Dennis Clarke wrote:
>The Sun Studio 12 compiler with Solaris 10 on AMD Opteron or
>UltraSparc beats GCC in almost every single test case that I have
>seen.
This is memcpy on Solaris:
http://src.opensolaris.org/source/xref/onnv/onnv-gate/usr/src/lib/libc/i386/gen/memcpy.s
It uses exactly the same method as memcpy on gcc libc, with only minor
differences that have no influence on performance.
Also, you have provided no data at all.
I have linked to the data rather than copying it here to save space on
the mailing list. Here is the link again:
http://www.agner.org/optimize/optimizing_cpp.pdf section 2.6, page 12.
So your assertions are those of a marketing person at the moment.

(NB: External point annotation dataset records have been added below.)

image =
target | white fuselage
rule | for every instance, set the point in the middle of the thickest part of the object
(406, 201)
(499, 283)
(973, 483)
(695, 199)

Who sounds like a marketing person, you or me? :-)
> Please post some code that can be compiled and then tested with high
resolution timers and perhaps
> we can compare notes.
Here is my code, again:
http://www.agner.org/optimize/asmlib.zip
My test results, referred to above, uses the "core clock cycles"
performance counter on Intel and RDTSC on AMD. It's the highest
resolution you can get. Feel free to do you own tests, it's as simple as
linking my library into your test program.
Tim Prince wrote:
>you identify the library you tested only as "ubuntu g++ 4.2.3."

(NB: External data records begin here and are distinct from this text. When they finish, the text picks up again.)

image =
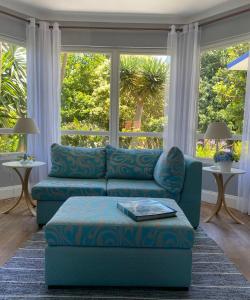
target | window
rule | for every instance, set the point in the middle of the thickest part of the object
(88, 89)
(85, 98)
(12, 95)
(141, 106)
(221, 97)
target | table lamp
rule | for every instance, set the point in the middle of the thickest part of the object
(217, 131)
(25, 126)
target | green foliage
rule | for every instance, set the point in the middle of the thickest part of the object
(13, 84)
(12, 92)
(222, 91)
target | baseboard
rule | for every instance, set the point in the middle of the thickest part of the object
(10, 191)
(211, 197)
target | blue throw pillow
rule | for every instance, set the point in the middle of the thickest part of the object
(131, 164)
(77, 162)
(169, 171)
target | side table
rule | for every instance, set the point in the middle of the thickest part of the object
(16, 165)
(221, 185)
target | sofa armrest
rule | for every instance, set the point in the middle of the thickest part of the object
(190, 198)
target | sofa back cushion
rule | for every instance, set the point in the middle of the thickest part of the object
(169, 171)
(131, 164)
(77, 162)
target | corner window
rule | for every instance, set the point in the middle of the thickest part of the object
(13, 95)
(221, 97)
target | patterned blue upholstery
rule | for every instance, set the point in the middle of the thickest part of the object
(60, 189)
(77, 162)
(131, 164)
(170, 170)
(96, 222)
(137, 188)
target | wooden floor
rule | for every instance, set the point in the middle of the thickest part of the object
(234, 239)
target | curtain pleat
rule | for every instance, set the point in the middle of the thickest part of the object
(43, 90)
(181, 98)
(244, 180)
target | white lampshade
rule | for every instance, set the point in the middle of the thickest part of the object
(26, 125)
(217, 131)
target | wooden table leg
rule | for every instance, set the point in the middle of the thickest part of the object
(25, 192)
(221, 198)
(27, 197)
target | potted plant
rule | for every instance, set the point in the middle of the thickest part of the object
(225, 160)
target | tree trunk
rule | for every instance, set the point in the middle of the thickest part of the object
(137, 123)
(64, 62)
(1, 67)
(138, 115)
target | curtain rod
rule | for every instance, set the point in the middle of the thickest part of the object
(129, 28)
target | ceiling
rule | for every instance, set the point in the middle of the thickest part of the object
(175, 11)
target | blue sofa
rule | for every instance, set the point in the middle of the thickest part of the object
(114, 172)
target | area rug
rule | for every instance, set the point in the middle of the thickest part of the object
(214, 276)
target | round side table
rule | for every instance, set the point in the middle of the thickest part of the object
(221, 185)
(16, 165)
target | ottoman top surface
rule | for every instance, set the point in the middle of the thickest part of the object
(97, 222)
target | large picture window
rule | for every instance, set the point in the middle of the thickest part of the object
(85, 98)
(141, 105)
(13, 94)
(90, 87)
(221, 97)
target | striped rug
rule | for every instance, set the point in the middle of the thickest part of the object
(214, 277)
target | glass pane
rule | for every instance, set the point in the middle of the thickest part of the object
(142, 90)
(207, 148)
(84, 140)
(140, 142)
(13, 89)
(11, 143)
(85, 94)
(221, 93)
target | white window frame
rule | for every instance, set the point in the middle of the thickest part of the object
(114, 134)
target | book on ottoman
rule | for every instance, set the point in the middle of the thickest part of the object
(143, 210)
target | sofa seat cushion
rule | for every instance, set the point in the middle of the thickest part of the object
(131, 164)
(60, 189)
(77, 162)
(136, 188)
(97, 222)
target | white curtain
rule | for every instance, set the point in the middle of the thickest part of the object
(43, 88)
(244, 180)
(181, 98)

Where can I see the libc version?
>The corresponding 64-bit linux will see vastly different levels of
performance, depending on the
>glibc version, as it doesn't use a builtin string move.
Yes, this is exactly what my tests show. 64-bit libc is better than
32-bit libc, but still 3-4 times slower than the best library for
unaligned operands on an Intel.
>Certain newer CPUs aim to improve performance of the 32-bit gcc
builtin string moves, but don't
> entirely eliminate the situations where it isn't optimum.
The Intel manuals are not clear about this. Intel Optimization reference
manual says:
>In most cases, applications should take advantage of the default
memory routines provided by Intel compilers.
What an excellent advice - the Intel compiler puts in a library with an
automatic run-slowly-on-AMD feature!
The Intel library does not use rep movs when running on an Intel CPU.
The AMD software optimization guide mentions specific situations where
rep movs is optimal. However, my tests on an Opteron (K8) tell that rep
movs is never optimal on AMD either. I have no access to test it on the
new AMD K10, but I expect the XMM register code to run much faster on
K10 than on K8 because K10 has 128-bit data paths where K8 has only 64-bit.
Evidently, the problem with memcpy has been ignored for years, see
http://softwarecommunity.intel.com/Wiki/Linux/719.htm